1. Quarterback play.

2. Offensive coaching staff.

While I understand they didn’t have a lot of resources to fully address all of their needs, I have still found myself a little confused with their free agent approach. I think some areas of their roster have improved, while others have not but I do think overall they’ve improved and/or added competition where it matters most. Let’s just put it this way- I don’t see a big gap between them, the Packers and the Vikings.

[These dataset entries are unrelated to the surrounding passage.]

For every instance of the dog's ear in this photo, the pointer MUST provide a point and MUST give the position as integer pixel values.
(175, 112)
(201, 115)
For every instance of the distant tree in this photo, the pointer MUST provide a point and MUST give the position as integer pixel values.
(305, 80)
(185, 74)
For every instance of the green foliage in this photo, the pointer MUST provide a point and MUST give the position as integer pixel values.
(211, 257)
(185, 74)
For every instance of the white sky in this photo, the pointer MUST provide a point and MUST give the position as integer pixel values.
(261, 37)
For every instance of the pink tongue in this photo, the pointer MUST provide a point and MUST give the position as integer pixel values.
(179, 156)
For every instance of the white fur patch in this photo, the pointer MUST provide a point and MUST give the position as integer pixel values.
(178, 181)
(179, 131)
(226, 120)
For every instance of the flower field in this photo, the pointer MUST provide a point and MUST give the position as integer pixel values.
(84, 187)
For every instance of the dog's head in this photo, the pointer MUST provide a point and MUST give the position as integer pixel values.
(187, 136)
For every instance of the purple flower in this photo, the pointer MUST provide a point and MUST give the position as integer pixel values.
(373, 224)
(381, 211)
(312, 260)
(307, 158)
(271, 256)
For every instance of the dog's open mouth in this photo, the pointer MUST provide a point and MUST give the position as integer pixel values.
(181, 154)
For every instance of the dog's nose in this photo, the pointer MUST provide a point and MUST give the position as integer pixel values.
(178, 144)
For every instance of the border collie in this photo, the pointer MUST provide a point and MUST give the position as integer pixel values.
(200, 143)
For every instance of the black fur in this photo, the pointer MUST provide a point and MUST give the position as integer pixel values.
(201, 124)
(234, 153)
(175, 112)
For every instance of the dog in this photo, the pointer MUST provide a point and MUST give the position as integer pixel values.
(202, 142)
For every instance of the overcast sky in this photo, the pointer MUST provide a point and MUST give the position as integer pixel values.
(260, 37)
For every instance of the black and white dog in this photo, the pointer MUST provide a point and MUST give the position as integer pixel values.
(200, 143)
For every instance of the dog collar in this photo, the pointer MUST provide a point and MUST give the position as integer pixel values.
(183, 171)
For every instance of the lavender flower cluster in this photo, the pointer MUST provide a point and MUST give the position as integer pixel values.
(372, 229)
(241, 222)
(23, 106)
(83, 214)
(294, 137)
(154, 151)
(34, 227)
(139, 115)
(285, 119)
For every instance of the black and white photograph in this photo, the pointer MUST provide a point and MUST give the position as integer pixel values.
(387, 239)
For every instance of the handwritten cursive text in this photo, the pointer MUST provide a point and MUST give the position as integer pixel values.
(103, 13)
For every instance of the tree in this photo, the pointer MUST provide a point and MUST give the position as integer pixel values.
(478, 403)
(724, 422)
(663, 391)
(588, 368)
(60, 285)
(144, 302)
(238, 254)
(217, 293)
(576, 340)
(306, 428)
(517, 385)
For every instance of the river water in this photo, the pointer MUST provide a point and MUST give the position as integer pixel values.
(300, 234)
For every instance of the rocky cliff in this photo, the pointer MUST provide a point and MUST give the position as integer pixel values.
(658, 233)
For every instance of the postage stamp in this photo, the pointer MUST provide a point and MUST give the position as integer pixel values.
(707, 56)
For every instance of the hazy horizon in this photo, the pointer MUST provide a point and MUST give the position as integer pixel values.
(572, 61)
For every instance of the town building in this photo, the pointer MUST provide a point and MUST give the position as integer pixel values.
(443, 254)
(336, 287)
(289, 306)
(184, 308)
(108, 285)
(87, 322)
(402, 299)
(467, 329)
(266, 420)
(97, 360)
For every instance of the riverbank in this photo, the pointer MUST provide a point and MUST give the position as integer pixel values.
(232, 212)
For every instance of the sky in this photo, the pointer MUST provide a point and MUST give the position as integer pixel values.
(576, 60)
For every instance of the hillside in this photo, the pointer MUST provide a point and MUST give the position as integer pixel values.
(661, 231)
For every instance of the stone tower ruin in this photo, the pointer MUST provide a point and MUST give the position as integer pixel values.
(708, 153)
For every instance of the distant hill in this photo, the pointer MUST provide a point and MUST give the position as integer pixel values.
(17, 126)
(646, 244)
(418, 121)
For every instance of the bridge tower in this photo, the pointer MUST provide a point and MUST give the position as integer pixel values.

Erik Christopher Duerrwaechter

I’m at a 4 right now. Outside of hiring Bill Lazor instead of my personal favorite choice in Marty Morhninweg as their new clipboard holder/offensive coordinator, and the lack of a concrete answer at RG, I think the Bears did everything they needed to do to get better.

Lester A. Wiltfong Jr.

With the benefit of giving my answer right before publishing, I’m able to factor in the Gipson and Ted Ginn Jr. signings, so I’ll go with a 3.9.

Like Bill I can’t quite boost them to the 4 level, but I think Graham will prove to be a better signing at the U tight end spot than most think, and I also like how the Y tight end spot shapes up with Demetrius Harris and the rookie Kmet. At the very least Foles wil be a steadying hand at quarterback, and I think the new offensive coaches will be a boost to the scheme and play calling. The offensive line will benefit if the offense is run more efficiently.

Both Quinn and Gipson will help the defense and I’m excited to see how Jaylon Johnson factors in at corner.

Now it’s your turn... 1 through 5, what’s your rating for the Bears’ offseason?